Mike Wilson, the Jacksonville lawyer and former state representative, for the third time last week won a victory for the Arkansas Constitution and taxpayers and set back pork barreling. The Arkansas Supreme Court, in a 5-2 decision, ruled unconstitutional a legislative money laundering scheme to get around past Wilson victories against legislative use of state surpluses in the millions.
Before Wilson and his lawsuits came along, the legislature spent up a surplus fund with specific appropriations — say, street lights for Bigelow (really). Such expenditures were, in many cases, to be unconstitutional local legislation. The legislature can spend money on projects of statewide benefit (colleges are a good example) but not for strictly local things like the Boys Club or garden club. Why should an Ashley County taxpayer foot the bill for the Little Rock Boys and Girls Club?
But legislative hunger for pork could not be denied. They developed a new scheme, appropriating millions for "grants" to the state's regional planning and development districts, which ostensibly exist to help economic development. This was just a ruse. Each legislator got an equal amount of money and could tell the regional district in which he or she resided how to spend it. Some of it, arguably, had a legitimate state purpose. Some of it — a fireworks show, football team warmups, a "gala" for a local institution, Boys and Girls Club grants — clearly amounted to an indirect way to deliver unconstitutional local pork. Most legislators refuse to understand this because they love being photographed in local papers holding oversized checks symbolizing their gifts of taxpayer money.
Wilson (who works pro bono on these cases) sued again. This time, he suffered a loss before Circuit Judge Chris Piazza. The state law didn't say how the money was to be spent — beyond "grants" — but Piazza bought the argument that you could read that appropriation in concert with other laws establishing the planning and development districts and their ostensible purpose to spur the economy. Wilson appealed. The Supreme Court majority agreed on one key point: A Supreme Court decision in an earlier Wilson challenge said the legislature must specify "how" money is to be spent. Authorizing grants to planning districts wasn't enough.
But, significantly, the court said its decision on faulty appropriation language meant it did not have to reach another important question raised by Wilson. Was the spending unconstitutional local legislation? Ominously, two dissenters, Justices Rhonda Wood and Shawn Womack, went out of their way to declare this post-laundering pork barreling was NOT local legislation. We don't know how the five-person majority feels on this question. If two of them agree that money laundering (with sufficient verbiage in the appropriation bill about a system of planning district allocations) cures the "local legislation" objection, the legislature could someday be back in business.

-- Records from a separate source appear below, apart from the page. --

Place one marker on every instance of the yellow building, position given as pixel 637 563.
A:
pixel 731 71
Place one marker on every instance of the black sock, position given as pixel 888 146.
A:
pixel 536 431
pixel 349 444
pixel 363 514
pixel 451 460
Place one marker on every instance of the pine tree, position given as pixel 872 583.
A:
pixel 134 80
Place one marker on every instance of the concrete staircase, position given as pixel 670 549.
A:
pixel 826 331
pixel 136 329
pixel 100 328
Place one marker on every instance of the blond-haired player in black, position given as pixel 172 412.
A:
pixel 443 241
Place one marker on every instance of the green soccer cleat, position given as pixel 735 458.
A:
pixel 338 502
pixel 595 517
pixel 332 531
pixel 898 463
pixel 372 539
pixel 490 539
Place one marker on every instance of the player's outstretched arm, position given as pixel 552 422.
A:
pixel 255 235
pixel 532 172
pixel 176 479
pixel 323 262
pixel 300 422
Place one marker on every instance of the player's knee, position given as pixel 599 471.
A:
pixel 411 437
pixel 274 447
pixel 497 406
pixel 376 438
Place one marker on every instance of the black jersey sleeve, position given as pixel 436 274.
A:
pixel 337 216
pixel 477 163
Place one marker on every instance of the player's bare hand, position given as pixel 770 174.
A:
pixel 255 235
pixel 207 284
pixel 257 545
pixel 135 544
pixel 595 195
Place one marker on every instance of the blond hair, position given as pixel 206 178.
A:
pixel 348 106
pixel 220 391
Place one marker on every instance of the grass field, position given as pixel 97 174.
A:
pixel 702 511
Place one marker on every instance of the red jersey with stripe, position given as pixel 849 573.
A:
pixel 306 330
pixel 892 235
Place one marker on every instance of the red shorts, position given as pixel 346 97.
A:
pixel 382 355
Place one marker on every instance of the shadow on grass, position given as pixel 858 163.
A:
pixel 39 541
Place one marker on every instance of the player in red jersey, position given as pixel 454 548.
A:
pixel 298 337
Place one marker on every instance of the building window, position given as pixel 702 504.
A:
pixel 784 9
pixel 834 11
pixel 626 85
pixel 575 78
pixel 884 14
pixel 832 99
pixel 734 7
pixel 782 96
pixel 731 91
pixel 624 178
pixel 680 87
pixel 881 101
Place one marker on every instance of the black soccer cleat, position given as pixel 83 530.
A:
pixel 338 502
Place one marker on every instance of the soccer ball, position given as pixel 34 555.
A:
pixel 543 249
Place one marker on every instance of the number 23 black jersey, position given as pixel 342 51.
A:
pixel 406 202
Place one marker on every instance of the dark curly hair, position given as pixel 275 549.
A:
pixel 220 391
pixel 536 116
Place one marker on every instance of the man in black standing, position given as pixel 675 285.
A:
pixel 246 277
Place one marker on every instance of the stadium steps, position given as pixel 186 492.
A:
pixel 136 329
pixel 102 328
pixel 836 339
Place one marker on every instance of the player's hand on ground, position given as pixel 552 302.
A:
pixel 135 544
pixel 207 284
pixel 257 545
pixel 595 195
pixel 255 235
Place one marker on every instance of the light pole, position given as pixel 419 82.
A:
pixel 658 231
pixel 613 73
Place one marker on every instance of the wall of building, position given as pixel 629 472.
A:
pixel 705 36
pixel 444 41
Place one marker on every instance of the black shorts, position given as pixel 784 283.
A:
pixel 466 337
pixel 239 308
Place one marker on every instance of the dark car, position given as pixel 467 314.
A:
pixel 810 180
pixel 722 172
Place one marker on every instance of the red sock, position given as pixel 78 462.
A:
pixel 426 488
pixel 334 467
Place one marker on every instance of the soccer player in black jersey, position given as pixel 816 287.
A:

Legislators are already talking about developing a new pork work-around. What would be wrong, they say, with projects funded from a rainy day fund given entire legislative approval?
For one, this would only reinstate the old process — street lights for Bigelow. For another, a legislative declaration that a Benton fireworks show is state, not local, spending doesn't make it so. Or at least not under existing court precedent. But Wood and Womack, both Republicans at heart and ever obedient to the legislature, have already signaled that they're willing to go along. Wilson's victory — big as it was — might prove fleeting if there are two more of like mind in the majority that decided this case.
If pork barreling resumes it will at least be good news for reporters. Egregious waste and corruption will soon follow. See the pending federal trial of two former legislators for taking kickbacks from hundreds of thousands in tax money they and other Republican legislators guided to a Bible college in Springdale. Christians need an education, said one obtuse legislator in defense of this spending, an outrage even without the kickbacks. Legislators, too, I'd add.